Azzardai un altro passo avanti, per metterla alla prova.
«Bella, girati», ruggì.
Feci un sospiro di sollievo. La rabbia era ciò che desideravo sentire: la prova falsa e prefabbricata che era preoccupato per me, un regalo ambiguo del mio subconscio.
Le mie riflessioni erano durate pochissimi secondi. Il mio pubblico sparuto mi osservava, curioso. Probabilmente sembrava loro che stessi decidendo se avvicinarmi o no. Come facevano a sapere che mi stavo godendo un inaspettato momento di pazzia?
«Ciao», disse uno degli sconosciuti, in tono amichevole e sarcastico. Pelle chiara, capelli biondi, aveva l’atteggiamento disinibito di chi si considera piuttosto carino. Non ero in grado di capire se lo fosse o no. Forse i miei standard erano troppo alti.
La voce nella mia testa rispose con un ringhio delizioso. Sorrisi e il cordiale sconosciuto lo prese per un incoraggiamento.
«Serve aiuto? Ti sei persa?». Sorrise e fece l’occhiolino.
Badai a non entrare con i piedi nella canalina di scolo piena d’acqua nascosta dal buio.
«No, non mi sono persa».
Ora che mi trovavo più vicina—e che lo vedevo con una strana lucidità—osservai il volto dell’uomo scuro, quello più basso. Non mi era affatto familiare. Provai un bizzarro dispiacere quando scoprii che non si trattava del brutto ceffo che un anno prima aveva cercato di aggredirmi.
La voce nella mia testa taceva.
Il tipo più basso si accorse del mio sguardo. «Posso offrirti qualcosa?», chiese, nervoso, apparentemente lusingato dalle mie attenzioni.
«Sono troppo giovane», risposi automaticamente.

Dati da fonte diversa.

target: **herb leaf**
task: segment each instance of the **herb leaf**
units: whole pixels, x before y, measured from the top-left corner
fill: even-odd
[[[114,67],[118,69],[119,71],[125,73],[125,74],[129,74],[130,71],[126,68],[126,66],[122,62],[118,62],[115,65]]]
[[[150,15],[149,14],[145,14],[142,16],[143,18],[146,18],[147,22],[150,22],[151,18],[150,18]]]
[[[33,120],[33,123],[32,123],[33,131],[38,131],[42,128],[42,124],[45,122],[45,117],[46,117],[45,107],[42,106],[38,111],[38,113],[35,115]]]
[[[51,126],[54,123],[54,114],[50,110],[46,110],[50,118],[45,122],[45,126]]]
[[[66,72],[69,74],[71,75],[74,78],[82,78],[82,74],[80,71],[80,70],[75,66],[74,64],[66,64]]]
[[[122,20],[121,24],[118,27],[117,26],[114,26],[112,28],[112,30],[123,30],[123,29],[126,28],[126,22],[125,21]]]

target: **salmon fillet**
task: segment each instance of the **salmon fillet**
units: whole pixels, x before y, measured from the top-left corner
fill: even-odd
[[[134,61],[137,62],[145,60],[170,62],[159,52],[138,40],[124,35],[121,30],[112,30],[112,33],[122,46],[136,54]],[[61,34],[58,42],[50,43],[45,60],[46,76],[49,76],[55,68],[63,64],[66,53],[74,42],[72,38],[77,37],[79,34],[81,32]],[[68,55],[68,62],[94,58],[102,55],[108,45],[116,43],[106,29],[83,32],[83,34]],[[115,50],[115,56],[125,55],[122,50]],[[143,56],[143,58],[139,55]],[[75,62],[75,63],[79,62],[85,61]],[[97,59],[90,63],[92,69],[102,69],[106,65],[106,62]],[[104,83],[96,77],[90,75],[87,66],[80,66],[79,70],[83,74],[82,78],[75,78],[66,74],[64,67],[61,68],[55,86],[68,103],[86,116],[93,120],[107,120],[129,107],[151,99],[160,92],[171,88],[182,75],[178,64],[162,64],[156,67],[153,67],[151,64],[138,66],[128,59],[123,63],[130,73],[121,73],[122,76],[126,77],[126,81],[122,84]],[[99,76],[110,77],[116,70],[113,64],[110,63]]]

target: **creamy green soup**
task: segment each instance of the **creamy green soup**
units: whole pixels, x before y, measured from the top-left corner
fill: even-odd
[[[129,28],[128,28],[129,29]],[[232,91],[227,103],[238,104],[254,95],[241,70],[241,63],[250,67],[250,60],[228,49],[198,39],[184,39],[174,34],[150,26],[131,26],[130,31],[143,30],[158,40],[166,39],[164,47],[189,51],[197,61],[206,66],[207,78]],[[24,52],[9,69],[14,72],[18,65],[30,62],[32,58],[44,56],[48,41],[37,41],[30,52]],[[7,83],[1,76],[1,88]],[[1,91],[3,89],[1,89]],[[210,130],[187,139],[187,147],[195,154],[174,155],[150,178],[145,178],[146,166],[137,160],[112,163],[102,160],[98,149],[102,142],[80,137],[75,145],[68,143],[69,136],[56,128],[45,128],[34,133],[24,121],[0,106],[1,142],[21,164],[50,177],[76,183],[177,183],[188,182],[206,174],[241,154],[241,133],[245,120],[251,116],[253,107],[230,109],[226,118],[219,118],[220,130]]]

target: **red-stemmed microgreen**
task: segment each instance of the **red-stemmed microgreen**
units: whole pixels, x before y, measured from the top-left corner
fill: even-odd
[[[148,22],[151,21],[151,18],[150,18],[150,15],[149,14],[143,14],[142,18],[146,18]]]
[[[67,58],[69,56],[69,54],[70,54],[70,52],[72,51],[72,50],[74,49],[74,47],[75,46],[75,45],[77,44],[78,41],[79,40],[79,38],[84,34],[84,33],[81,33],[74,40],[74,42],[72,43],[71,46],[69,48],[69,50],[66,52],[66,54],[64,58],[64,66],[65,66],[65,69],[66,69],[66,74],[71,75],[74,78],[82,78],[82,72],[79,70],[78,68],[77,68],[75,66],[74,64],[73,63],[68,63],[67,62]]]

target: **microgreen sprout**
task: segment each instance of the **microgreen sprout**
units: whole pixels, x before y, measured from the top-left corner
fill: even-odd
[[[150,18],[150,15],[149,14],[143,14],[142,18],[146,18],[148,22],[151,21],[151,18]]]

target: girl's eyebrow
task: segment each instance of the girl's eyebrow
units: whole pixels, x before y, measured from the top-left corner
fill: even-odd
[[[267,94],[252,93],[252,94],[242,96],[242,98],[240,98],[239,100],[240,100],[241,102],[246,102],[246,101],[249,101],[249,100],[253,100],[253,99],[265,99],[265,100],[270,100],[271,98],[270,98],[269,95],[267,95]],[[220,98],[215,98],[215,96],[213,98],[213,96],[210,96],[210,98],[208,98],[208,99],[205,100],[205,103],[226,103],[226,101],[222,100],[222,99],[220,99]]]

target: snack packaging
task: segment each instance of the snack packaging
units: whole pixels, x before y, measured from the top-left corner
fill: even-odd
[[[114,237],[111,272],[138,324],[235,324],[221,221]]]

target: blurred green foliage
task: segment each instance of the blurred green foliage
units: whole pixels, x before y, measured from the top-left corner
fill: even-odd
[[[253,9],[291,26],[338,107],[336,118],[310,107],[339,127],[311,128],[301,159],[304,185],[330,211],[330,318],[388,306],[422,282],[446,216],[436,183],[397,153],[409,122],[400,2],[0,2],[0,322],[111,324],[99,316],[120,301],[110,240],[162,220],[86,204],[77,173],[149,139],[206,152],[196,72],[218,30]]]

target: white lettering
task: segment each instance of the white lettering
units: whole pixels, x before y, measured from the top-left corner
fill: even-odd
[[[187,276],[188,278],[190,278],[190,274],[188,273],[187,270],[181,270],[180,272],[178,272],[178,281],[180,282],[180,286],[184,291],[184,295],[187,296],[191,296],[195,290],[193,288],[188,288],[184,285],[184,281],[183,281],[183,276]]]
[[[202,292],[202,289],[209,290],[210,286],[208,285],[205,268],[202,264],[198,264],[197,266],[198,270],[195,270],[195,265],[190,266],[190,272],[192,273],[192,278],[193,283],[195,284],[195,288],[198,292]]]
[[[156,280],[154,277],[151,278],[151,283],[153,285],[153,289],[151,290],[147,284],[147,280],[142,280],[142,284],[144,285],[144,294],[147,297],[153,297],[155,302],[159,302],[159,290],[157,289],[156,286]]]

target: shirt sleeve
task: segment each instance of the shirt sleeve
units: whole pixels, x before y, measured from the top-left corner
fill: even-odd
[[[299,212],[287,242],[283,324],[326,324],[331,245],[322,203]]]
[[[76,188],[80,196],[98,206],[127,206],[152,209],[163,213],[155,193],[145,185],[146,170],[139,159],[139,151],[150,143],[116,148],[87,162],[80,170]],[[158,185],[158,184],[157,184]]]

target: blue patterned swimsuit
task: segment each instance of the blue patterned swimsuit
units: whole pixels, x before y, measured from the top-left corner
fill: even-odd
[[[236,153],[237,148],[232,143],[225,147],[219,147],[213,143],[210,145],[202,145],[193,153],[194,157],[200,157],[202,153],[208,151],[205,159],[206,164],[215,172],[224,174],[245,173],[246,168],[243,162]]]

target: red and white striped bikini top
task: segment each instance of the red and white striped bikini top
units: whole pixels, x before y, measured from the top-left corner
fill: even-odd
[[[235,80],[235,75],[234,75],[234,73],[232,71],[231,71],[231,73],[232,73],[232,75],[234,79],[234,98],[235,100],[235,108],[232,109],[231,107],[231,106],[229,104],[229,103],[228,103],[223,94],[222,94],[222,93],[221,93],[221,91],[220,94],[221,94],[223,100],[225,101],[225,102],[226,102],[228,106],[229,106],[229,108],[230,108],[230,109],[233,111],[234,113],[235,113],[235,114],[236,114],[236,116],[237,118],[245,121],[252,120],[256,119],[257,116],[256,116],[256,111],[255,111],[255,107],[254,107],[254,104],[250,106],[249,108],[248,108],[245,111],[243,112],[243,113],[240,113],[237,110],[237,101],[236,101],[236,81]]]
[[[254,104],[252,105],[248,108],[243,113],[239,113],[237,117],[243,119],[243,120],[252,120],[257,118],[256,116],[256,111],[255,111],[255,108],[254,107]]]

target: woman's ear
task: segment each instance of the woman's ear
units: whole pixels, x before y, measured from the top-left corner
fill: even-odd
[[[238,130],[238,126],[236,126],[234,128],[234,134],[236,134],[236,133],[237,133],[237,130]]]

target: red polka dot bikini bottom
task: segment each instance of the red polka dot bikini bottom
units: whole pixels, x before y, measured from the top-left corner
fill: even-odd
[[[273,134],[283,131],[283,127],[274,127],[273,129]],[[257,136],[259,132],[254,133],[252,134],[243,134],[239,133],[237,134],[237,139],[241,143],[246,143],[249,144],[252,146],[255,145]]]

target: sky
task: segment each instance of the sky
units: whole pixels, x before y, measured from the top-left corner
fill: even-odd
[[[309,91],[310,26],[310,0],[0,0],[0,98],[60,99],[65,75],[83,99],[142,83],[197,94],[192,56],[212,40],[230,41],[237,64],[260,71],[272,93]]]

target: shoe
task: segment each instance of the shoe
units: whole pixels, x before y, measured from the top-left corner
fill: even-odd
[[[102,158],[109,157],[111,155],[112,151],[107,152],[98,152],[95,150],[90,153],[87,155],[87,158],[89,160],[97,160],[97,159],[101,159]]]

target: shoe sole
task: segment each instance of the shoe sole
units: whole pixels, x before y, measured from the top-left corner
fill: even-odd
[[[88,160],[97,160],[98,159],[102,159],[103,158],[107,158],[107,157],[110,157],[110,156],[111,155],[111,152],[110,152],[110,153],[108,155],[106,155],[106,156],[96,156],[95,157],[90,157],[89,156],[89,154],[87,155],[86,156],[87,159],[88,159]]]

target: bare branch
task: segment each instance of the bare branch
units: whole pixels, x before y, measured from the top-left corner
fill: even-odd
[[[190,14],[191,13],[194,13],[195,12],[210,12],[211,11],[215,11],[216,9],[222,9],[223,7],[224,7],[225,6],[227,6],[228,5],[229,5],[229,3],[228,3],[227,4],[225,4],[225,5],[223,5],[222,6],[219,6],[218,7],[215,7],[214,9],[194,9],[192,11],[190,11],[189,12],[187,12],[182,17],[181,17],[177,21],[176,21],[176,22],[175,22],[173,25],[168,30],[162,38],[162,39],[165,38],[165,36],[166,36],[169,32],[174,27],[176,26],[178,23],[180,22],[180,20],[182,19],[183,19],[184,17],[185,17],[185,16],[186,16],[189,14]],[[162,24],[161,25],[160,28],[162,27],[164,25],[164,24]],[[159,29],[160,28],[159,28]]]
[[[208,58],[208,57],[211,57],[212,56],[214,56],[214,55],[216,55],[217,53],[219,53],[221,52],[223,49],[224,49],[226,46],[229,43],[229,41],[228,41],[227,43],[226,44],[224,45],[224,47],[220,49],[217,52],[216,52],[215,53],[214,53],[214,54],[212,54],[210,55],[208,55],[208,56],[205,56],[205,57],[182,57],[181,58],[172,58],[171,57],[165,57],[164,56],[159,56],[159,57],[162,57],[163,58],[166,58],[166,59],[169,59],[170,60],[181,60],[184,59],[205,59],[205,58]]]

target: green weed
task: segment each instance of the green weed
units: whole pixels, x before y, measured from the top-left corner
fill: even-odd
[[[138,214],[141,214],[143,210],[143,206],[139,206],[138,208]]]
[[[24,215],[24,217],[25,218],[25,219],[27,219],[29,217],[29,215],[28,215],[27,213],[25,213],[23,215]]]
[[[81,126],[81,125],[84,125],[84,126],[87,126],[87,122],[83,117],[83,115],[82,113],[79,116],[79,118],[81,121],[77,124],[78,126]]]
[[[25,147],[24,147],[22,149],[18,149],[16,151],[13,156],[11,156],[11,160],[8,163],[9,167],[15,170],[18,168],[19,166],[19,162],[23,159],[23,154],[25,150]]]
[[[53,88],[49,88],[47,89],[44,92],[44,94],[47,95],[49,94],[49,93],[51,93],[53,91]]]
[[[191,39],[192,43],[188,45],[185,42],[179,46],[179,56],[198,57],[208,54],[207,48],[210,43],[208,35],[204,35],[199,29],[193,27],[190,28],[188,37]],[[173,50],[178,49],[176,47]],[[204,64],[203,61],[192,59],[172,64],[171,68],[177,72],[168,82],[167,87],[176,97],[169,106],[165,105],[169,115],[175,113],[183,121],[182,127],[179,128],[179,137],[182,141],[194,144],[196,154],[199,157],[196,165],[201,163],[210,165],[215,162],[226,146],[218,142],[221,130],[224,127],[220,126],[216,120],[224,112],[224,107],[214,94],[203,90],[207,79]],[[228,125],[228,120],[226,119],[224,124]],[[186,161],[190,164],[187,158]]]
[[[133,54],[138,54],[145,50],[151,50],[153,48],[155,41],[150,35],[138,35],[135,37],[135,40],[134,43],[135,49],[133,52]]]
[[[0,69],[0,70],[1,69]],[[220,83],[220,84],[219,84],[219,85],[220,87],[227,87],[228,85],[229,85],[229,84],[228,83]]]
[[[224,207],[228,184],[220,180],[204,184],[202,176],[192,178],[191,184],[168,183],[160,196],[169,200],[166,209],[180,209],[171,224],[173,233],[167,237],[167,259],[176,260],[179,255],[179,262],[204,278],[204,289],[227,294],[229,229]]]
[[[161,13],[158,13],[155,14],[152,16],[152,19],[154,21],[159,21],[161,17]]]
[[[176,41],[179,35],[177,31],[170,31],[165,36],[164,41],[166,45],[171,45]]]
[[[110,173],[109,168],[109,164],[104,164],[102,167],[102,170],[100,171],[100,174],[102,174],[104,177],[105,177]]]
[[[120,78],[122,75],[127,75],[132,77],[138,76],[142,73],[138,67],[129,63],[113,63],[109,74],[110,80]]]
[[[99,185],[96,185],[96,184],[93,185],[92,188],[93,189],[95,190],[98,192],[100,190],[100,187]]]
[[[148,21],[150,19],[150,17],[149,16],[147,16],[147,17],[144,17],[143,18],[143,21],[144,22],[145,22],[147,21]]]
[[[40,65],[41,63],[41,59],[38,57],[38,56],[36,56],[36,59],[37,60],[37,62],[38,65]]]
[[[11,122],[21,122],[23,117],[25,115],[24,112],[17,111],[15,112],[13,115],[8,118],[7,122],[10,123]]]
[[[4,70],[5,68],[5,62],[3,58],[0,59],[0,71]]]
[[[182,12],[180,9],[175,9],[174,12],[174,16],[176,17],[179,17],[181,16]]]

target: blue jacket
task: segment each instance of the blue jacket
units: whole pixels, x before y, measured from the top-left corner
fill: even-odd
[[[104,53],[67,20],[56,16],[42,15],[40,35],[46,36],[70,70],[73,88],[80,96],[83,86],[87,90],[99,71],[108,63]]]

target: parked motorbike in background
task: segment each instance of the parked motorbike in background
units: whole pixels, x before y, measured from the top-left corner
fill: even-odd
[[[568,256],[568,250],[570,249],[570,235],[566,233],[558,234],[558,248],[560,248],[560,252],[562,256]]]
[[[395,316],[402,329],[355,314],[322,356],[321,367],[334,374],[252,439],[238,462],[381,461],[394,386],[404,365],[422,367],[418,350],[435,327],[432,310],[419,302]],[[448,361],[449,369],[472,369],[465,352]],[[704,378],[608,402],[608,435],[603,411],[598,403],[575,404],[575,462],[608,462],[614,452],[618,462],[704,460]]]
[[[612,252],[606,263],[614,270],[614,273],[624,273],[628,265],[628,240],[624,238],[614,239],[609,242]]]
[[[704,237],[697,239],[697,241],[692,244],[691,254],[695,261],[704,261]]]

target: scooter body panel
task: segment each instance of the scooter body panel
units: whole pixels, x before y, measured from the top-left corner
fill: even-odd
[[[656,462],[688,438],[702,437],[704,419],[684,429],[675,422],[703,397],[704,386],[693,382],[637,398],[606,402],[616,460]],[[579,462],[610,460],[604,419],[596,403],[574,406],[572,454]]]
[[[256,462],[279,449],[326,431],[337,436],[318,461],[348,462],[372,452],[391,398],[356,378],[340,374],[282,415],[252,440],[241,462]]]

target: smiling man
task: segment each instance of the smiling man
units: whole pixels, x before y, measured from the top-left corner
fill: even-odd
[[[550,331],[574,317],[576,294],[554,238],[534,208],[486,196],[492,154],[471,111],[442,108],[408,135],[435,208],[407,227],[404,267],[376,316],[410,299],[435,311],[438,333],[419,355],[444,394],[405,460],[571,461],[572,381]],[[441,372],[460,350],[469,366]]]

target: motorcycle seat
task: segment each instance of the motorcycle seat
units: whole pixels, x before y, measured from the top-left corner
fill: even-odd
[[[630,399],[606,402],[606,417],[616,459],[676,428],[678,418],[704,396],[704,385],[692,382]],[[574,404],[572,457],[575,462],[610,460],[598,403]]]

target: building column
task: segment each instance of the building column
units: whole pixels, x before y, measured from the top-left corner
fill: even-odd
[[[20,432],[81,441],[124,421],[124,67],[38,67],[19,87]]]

Restò deluso, non capiva perché mi fossi avvicinata. Mi sentii in dovere di spiegare.
«Da lontano somigliavate a dei miei conoscenti. Scusate, mi sono confusa».
La minaccia che mi aveva spinta ad attraversare la strada e a raggiungere l’altro marciapiede era evaporata. Non erano gli uomini pericolosi che ricordavo. Probabilmente erano bravi ragazzi. Innocui. E io persi ogni interesse.
«Non c’è problema», disse il biondo, amichevole. «Resta pure con noi, se ti va».
«Grazie, ma non posso». Jessica mi aspettava in mezzo alla strada, a occhi sbarrati, offesa e tradita.
«E dai, solo qualche minuto».
Feci segno di no e tornai da Jessica.
«Andiamo a mangiare», la invogliai, quasi senza guardarla. Benché per un momento mi fossi tolta la maschera da zombie, mi sentivo ancora lontana dalla realtà. Ero preoccupata. Il senso di morte, confortevole e annebbiante, non tornava e con il passare dei minuti diventavo sempre più ansiosa.